You are viewing a plain text version of this content. The canonical link for it is here.
Posted to user@pig.apache.org by ugo jardonnet <ug...@gmail.com> on 2011/04/26 15:11:26 UTC
TOP ordering
Hi. I am looking for a way to get the result of top ordered. Is it possible
?
Example:
A = LOAD 'datatest' USING PigStorage(';') as (first: chararray, second:
int);
D = GROUP A BY first;
topResults = FOREACH D {
result = TOP(3, 1, A);
GENERATE flatten(result); -- unordered
};
dump topResults
best,
Re: TOP ordering
Posted by ugo jardonnet <ug...@gmail.com>.
mmm
In fact TOP doesn't order results. I was looking for a way to do this from
PIG.
The problem is TOP returns a bag which cannot be ordered. And of course
after the foreach its to late.
2011/4/26 Sven Krasser <kr...@gmail.com>
> At a glance it could be this: The first field in D.A is of type chararray,
> but TOP orders based on long.
> -Sven
>
> On Tue, Apr 26, 2011 at 6:11 AM, ugo jardonnet <ugo.jardonnet@gmail.com
> >wrote:
>
> > Hi. I am looking for a way to get the result of top ordered. Is it
> possible
> > ?
> >
> > Example:
> >
> > A = LOAD 'datatest' USING PigStorage(';') as (first: chararray, second:
> > int);
> > D = GROUP A BY first;
> > topResults = FOREACH D {
> > result = TOP(3, 1, A);
> > GENERATE flatten(result); -- unordered
> > };
> > dump topResults
> >
> > best,
> >
>
>
>
> --
> http://sites.google.com/site/krasser/
>
Re: TOP ordering
Posted by Sven Krasser <kr...@gmail.com>.
At a glance it could be this: The first field in D.A is of type chararray,
but TOP orders based on long.
-Sven
On Tue, Apr 26, 2011 at 6:11 AM, ugo jardonnet <ug...@gmail.com>wrote:
> Hi. I am looking for a way to get the result of top ordered. Is it possible
> ?
>
> Example:
>
> A = LOAD 'datatest' USING PigStorage(';') as (first: chararray, second:
> int);
> D = GROUP A BY first;
> topResults = FOREACH D {
> result = TOP(3, 1, A);
> GENERATE flatten(result); -- unordered
> };
> dump topResults
>
> best,
>
--
http://sites.google.com/site/krasser/
Re: TOP ordering
Posted by ugo jardonnet <ug...@gmail.com>.
2011/4/26 Dmitriy Ryaboy <dv...@gmail.com>
> This may be helpful in understanding what happens when you do a group-by:
> http://squarecog.wordpress.com/2010/05/11/group-operator-in-apache-pig/
>
> Thank you very Much.
> Also, are you sure TOP doesn't give you items in order? It's a bag, but the
> implementation is such that flattening it should give you things in proper
> order (I think -- haven't tried).
>
>
I took a look at the implementation of TOP. The output bag is built
iterating on a priority_queue,
which is not supposed to "returns the elements in any particular order".
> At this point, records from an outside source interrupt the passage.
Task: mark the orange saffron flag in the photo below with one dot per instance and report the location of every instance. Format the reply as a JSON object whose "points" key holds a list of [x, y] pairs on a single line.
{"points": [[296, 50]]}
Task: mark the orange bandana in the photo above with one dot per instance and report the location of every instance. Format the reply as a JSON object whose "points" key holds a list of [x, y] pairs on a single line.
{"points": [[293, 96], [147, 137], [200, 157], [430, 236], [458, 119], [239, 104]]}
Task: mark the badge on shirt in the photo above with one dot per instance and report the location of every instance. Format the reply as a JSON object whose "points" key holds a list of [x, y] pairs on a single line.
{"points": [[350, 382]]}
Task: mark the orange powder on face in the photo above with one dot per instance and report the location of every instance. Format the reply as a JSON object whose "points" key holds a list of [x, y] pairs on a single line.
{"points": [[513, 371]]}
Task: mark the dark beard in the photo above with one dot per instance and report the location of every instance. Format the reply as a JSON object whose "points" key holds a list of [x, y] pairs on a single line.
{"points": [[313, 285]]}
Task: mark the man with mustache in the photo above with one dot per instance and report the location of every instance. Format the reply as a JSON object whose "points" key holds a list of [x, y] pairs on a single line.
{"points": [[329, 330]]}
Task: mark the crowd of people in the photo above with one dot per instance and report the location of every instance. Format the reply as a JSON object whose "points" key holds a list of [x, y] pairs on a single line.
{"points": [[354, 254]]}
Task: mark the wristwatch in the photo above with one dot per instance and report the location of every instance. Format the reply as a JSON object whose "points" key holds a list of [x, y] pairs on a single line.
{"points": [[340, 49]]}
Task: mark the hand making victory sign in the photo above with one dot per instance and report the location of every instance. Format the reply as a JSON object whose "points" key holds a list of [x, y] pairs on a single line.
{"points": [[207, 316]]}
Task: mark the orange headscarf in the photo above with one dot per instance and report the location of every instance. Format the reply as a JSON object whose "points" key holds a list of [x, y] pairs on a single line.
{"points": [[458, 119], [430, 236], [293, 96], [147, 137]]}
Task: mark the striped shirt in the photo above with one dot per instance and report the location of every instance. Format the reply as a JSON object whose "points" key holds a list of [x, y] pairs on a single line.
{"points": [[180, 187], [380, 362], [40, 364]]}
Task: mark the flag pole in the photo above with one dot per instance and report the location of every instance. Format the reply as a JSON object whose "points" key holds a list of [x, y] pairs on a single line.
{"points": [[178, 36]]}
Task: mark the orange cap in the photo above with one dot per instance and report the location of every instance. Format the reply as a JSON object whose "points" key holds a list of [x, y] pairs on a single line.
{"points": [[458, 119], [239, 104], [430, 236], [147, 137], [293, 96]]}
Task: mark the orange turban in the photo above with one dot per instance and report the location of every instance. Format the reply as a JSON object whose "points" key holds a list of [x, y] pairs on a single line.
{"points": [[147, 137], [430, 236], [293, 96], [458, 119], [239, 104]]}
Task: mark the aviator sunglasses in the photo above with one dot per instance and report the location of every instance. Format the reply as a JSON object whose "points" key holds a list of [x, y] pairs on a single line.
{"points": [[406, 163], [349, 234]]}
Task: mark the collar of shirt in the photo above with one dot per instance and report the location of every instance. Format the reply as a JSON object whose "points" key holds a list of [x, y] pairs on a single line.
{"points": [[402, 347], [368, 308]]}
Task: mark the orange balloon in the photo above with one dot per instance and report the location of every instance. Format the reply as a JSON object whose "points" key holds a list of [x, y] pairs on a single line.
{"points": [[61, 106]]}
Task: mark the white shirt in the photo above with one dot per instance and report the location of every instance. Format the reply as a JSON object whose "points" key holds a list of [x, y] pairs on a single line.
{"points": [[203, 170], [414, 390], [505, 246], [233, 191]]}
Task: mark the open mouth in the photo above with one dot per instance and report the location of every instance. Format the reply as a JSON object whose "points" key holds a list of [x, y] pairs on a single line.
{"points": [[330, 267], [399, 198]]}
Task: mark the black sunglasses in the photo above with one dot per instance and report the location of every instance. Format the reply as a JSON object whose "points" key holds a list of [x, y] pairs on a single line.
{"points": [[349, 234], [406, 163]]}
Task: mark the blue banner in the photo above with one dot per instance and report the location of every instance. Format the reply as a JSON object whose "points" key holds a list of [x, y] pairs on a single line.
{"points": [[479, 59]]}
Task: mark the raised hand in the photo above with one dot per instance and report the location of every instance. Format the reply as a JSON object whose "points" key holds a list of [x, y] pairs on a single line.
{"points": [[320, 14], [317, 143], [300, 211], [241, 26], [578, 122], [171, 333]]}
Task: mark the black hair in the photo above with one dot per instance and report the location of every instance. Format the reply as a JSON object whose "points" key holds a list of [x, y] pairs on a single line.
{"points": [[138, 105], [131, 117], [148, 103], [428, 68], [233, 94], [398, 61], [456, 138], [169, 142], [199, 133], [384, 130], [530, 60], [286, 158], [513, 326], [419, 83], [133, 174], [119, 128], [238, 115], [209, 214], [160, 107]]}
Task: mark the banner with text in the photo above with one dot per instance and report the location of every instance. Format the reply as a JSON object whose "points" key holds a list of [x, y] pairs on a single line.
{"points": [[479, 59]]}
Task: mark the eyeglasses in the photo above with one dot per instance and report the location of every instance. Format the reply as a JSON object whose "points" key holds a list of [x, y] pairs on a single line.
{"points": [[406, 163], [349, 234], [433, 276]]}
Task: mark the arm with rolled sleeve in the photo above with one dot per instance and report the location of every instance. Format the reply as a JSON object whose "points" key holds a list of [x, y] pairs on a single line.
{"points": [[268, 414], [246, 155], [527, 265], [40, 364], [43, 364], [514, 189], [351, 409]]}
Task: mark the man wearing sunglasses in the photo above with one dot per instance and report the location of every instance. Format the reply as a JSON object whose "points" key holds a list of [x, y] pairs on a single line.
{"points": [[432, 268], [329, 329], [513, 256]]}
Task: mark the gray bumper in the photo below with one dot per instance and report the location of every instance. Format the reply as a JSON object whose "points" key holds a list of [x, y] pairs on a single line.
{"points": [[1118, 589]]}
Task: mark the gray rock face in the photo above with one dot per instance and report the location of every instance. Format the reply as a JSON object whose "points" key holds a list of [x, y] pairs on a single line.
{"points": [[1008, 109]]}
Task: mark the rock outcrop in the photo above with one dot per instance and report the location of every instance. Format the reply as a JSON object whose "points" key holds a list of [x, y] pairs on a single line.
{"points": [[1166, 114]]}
Thank both of you for clearing things out about foreach.
Re: TOP ordering
Posted by Dmitriy Ryaboy <dv...@gmail.com>.
This may be helpful in understanding what happens when you do a group-by:
http://squarecog.wordpress.com/2010/05/11/group-operator-in-apache-pig/
Also, are you sure TOP doesn't give you items in order? It's a bag, but the
implementation is such that flattening it should give you things in proper
order (I think -- haven't tried).
D
On Tue, Apr 26, 2011 at 9:54 AM, Alan Gates <ga...@yahoo-inc.com> wrote:
> A has changed. A outside the foreach is a relation (all the records you
> loaded). Inside the foreach A is a bag created by the group by. So what
> this does is order the bag A by the second input, and then take the top 3
> records. Actually, given that order by goes from least to greatest this
> will give the bottom 3 records. You'll need to change it to 'srtd = order A
> by second desc;' to get the top 3.
>
> Alan.
>
>
> On Apr 26, 2011, at 9:36 AM, ugo jardonnet wrote:
>
> 2011/4/26 Alan Gates <ga...@yahoo-inc.com>
>>
>> topResults = foreach D {
>>> srtd = order A by second;
>>> top3 = limit srtd 3;
>>> generate flatten(top3);
>>> };
>>>
>>> Alan.
>>>
>>> Thank you Alan. It works perfectly.
>>>
>>
>> I realize I didn't really understood the mechanism behind foreach.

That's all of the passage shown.